I'm a mom. But not your usual mom. I'm not making long-term plans and wishes. My precious little bundle is a temporary one, and I have learned to live in the moment. I live for those evening hours where we fall asleep curled into each other, feeling her soft breath on my throat, her tiny arms stretched to reach around each side of my neck. I let myself settle in to share her pre-bed-time nap, shutting out all cares of a messy and cluttered house, and a school semester that is kicking my ass. Just these moments, these are the ones that matter. They confirm what a happy, joyous little bean she is.
She belly laughs, she smiles, she sings in an impossibly high register. She flirts, she watches, her moss-green eyes missing nothing.
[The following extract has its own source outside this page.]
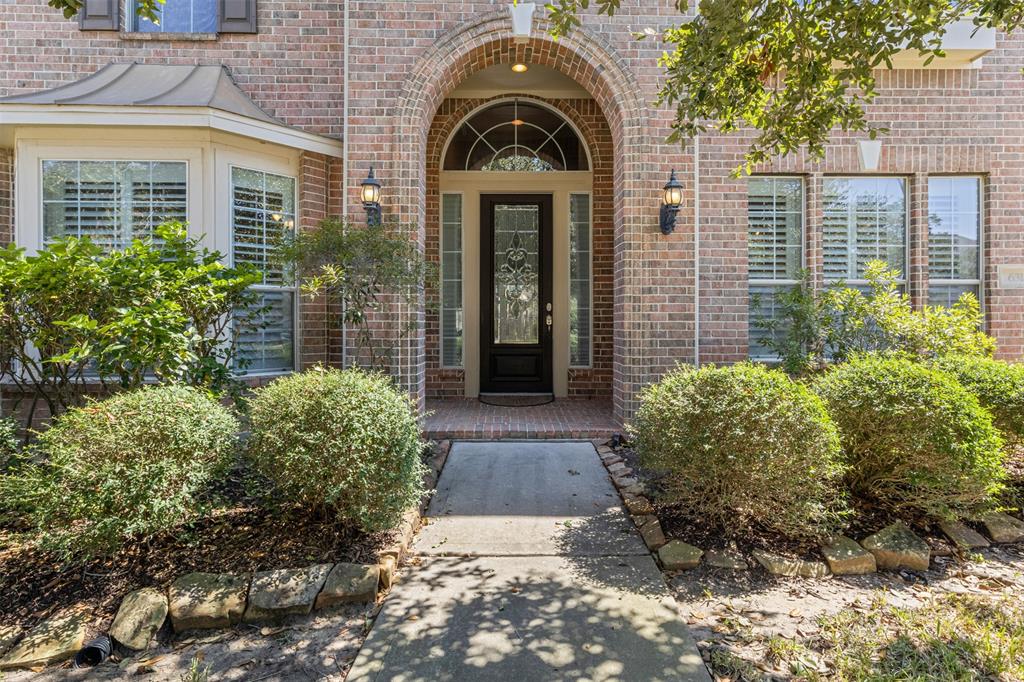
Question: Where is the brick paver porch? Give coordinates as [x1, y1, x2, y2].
[424, 398, 623, 440]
We giggle and talk back and forth, and most of all, we both sigh as darkness falls, and we are reunited after a day apart, able to snuggle down into each others warmth.
You can only live for the moment, because it is all so tenuous. She doesn't know this, but I do.
She doesn't know the legal craziness her case is tied up in, but I do. I shake my head, I make calls to push and advocate. I clamor to know her guardian ad litem. Words like "permanency planning" make my heart leap with a sudden excitement and hopeful possibility. Until I'm reminded things are just "routine" and have no special meaning in this case. At least not yet.
There is an army of supporters sending out prayers. And two case workers nearly as passionate as I am. They've not seen us in those sleepy evening hours as the world fades away and we just simply are to each other, but they read the effects of it. On her. On me. Even my most feeble cry of frustration and advocacy are echoed by them.
Echoed in a way I didn't expect. "When was birth-mom's last visit?" There is a sudden counting out of months to six. December 6."We will file to terminate parental rights due to abandonment on that date. She will be available to adopt."
It is kind of stunning spoken reality of my greatest hope, something I didn't think possible. So soon. Really, so soon!
Oh, it isn't without a catch, without a chance for it all to evaporate into thin air. One simple phone call from birth-mom, and that goes away, a clock resets, and we are back into limbo. So maybe it was better not knowing, being able to live in just those moments, and not thinking ahead, not worrying, not wondering what is going to happen tomorrow, did anything happen today I don't yet know about.
And you expect me to pay attention to a lecture on heart failure and EKGs.